A conjuring trick gone horribly wrong unleashed a mythical beast
Prague legends include many mystical animals, including a unicorn. While the story is a bit vague, this majestic creature is more than welcome next to the city’s mermaid, werewolf, talking horse, house sprites, demonic rabbit, possessed dogs and cats, and ghostly goat and turkey.
The unicorn was the result of a magic trick performed by two once-famous but now completely forgotten spiritualists. The only mention of them one is likely to find these days is in relation to their ill-fated work in conjuring up a unicorn.
Most magicians at the time put on an air of mysticism, but acknowledged that their illusions were due to sleight of hand and prestidigitation.
Jeroným Bouše, however, claimed his apparitions were real, and his fame spread across Europe, and his tricks, if indeed they were tricks and not real magic, could not be replicated by his rivals. He worked closely with the Prague medium and fortune teller Alžběta Rákosníková, channeling her energy to make more and more impressive animals and spirit apparitions.
After the lights were dimmed, and smoke and incense filled the room, the Great Bouše called into parallel realms and the spirit world to bring forth a live unicorn, the likes of which had not been seen in Europe since the times of fables.

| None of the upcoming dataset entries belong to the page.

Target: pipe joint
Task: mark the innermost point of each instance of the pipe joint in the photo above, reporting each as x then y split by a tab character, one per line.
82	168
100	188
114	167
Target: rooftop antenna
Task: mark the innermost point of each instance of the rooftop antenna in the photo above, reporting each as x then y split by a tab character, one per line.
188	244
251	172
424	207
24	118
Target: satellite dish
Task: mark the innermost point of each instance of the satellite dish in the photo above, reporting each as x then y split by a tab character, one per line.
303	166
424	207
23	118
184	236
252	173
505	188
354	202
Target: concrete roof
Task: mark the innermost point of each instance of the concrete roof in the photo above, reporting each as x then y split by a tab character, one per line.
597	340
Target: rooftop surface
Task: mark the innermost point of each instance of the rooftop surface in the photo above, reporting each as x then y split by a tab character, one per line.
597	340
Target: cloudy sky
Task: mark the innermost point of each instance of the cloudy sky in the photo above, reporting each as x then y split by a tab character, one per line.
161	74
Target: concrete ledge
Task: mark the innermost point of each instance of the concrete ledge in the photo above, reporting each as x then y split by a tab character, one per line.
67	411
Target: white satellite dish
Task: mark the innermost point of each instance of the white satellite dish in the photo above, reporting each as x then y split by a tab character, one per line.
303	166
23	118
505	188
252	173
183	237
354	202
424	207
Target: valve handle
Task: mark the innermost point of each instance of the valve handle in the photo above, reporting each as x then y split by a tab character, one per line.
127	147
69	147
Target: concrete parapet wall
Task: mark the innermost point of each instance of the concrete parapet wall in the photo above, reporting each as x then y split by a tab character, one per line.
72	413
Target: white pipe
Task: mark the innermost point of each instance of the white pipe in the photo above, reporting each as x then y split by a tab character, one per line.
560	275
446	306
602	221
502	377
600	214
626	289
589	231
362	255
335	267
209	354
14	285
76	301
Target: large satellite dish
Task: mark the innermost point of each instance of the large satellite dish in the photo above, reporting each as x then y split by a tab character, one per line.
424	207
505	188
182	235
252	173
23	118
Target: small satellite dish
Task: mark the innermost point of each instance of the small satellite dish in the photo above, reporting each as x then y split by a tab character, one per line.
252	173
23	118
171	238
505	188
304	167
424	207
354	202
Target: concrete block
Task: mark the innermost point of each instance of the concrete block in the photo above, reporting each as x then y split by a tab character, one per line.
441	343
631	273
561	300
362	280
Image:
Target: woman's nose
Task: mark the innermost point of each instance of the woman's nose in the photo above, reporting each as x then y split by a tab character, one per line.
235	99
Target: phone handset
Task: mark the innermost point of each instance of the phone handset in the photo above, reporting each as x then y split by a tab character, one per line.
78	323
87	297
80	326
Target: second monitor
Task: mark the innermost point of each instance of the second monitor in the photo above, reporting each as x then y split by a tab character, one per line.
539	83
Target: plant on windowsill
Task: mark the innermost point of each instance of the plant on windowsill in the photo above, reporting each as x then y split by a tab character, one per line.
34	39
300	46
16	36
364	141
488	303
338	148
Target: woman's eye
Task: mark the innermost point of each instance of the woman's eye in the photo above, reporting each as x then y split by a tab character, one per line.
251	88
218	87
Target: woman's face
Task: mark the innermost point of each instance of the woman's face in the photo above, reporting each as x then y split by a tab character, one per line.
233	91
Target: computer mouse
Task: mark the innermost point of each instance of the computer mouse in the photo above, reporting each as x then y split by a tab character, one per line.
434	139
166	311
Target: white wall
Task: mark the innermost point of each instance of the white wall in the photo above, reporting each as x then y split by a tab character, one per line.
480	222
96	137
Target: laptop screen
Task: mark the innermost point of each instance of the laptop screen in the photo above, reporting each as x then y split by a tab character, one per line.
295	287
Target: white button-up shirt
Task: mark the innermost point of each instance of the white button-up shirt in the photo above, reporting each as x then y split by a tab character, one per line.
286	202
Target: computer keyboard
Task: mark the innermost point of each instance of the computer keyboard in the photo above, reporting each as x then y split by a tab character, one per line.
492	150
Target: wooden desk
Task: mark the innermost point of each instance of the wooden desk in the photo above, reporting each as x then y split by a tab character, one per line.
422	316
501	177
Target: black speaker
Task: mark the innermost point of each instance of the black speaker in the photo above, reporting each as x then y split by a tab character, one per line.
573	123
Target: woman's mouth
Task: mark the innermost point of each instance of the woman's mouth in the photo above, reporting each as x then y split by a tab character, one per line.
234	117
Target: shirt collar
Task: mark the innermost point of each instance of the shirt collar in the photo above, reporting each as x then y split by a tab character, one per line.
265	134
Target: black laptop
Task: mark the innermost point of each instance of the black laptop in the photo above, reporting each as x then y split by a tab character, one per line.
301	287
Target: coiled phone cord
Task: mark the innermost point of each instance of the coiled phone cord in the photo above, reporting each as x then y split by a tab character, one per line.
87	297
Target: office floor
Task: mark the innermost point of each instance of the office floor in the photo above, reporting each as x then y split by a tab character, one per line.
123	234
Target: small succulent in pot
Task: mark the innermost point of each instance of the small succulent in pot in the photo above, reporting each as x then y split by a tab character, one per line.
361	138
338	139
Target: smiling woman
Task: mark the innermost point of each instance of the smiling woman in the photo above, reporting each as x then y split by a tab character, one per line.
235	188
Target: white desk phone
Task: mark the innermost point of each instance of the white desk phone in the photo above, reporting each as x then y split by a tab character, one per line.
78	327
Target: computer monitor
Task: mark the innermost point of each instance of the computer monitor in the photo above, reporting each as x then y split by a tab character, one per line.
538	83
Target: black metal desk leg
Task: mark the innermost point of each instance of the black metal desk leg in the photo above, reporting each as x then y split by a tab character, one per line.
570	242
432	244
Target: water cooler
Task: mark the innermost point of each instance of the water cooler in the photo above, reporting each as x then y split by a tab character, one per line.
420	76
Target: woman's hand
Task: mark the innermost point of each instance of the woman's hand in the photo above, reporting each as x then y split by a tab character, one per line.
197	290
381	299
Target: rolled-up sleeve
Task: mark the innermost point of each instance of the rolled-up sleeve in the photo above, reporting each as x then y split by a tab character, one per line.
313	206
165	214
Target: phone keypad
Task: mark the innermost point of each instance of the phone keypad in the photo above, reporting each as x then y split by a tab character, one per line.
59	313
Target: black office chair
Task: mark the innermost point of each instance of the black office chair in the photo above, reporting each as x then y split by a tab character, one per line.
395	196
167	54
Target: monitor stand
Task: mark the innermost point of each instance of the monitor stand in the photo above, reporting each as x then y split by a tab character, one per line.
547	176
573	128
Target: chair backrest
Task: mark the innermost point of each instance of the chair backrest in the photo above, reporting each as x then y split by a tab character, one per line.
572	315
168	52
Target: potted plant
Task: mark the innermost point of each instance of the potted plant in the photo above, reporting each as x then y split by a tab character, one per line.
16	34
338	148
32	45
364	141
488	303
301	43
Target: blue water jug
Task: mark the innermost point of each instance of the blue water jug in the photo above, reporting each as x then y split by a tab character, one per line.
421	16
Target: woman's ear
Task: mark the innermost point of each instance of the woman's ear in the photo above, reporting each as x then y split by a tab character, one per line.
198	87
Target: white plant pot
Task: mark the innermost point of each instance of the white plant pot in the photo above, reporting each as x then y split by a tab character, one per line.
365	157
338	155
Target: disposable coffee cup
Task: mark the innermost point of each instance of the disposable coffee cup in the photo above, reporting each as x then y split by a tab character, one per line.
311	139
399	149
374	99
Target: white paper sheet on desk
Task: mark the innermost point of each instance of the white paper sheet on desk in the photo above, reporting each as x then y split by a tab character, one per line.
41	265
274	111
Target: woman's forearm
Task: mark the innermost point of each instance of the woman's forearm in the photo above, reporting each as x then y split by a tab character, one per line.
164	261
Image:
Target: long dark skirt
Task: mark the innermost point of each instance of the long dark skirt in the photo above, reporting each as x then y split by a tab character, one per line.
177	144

Madame Alžběta Rákosníková sat at his side, with her eyes closed, concentrating on the vision. The small invited audience was asked to concentrate as well.
The unicorn railed at the thought of being trapped in a room, far from its mystical forest paradise. It ran its horn straight through Madame Rákosníková and stomped on the Great Bouše. The rest of the crowd fled in terror, screaming in the streets.
With the door open, the unicorn ran out and stopped for a while at the yard at the Church of St. Peter at Na Poříčí, the closest open field. There it grazed for a while, but snarled at anyone who dared approach. People, fearing for their safety, left to get the suitable authorities. When they returned it was gone.
Both Madame Rákosníková and the Great Bouše died of their wounds. And with them, the secret of conjuring a unicorn died as well.
Background
Aside from this lone tale, nothing is known of either Madame Alžběta Rákosníková or the Great Jeroným Bouše, which tends to put this charming story into the category of more likely entirely fiction than partly fact.
The tale, though, helps to bridge the era of alchemy into the more modern age of spiritualism. The existence of unicorns was taken as fact in the middle ages and Renaissance, and examples of unicorn horns can be found in several history museums. They are often rhino or narwhal horns, and they were thought to have vast healing powers. Antique pharmacy collections often contain a ceramic or glass jar labeled to hold unicorn horns.
Prague was not only a center of alchemy in the times of Charles IV and Rudolf II, but also a center for spiritualism in the 19th and 20th centuries, with many members of the artistic crowd including Ema Destinnová attending seances. Mysticism was popular right through World War II, with both fortunetellers like Madame de Thebes and other practitioners of esoteric arts like Pierre de Lasenic.
On the other side of the river in Kampa you can find the House at the White and Golden Unicorn, where both Mozart and Beethoven stayed briefly, but not at the same time. A hotel used to be there called At the Golden Unicorn, but over the years the name evolved, perhaps to differentiate it.
More recently, a modern sculpture of a unicorn was installed at Kasárna Karlín, a former barracks that has become a counterculture arts center.